Well, I suppose you've just come to the website, maybe a bit
confused, maybe not sure whether to risk your oh-so-precious
hard drive space on the material he's put on his silly little site,
maybe just curious as to the head behind the mouth that says all
those things. But if you want my honest opinion - don't bother.
He's a self-obsessed, eighteen-year-old freak who doesn't have a
girlfriend, gets shouted at by tramps in the street and wears a
berét in public (which probably explains the other two). When
he's not listening to absurdly modern Indie music he's listening
to Rock'n'Roll that'd make his grandad yawn, and from my attic
I can often hear him pumping out something noisily late at
night.
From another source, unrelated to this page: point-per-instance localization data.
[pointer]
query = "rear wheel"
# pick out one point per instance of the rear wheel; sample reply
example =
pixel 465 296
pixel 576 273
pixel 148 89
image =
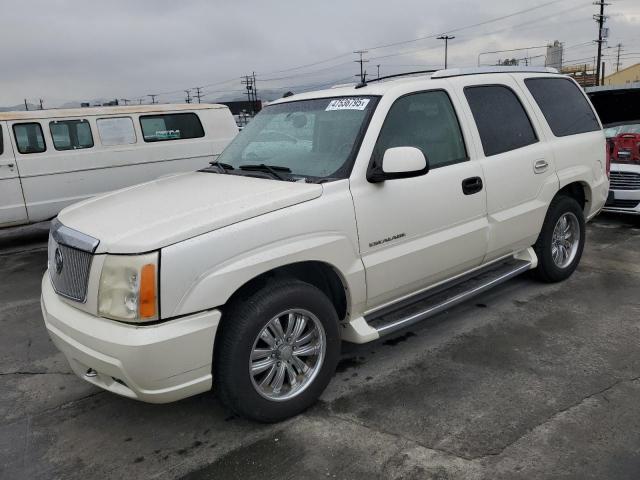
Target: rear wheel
pixel 561 240
pixel 277 351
The only awards he's ever won are a Basic Amateur
Boxing Certificate (2005), School Sports Day Javelin Silver
Medal (2003) and Little Duckling's Five Metres Swimming
Award (1991). (And he probably held on to the side of the
pool). But it's all right for him - he's got a website, runs a
podcast, has an album by The Who, knows how to cure hiccups
and owns a faily nice pair of shoes. But nobody cares about me,
do they? Nobody realises you can't wear shoes if you have
hooves, can't run a podcast if the only words you can say are
"moo" and "squeak" and can't properly appreciate The Who if
you're two-dimensional, mythical and fictional (and I happen to
be all three. And don't bother pointing out "mythical" and
"fictional" are pretty much the same thing, you smug sod.) So, if
you still want to be a part of the pathetically small circle of
listeners, you're more than welcome to waste your valuable
megabytes on the veriatable audio drivel in the podcasts.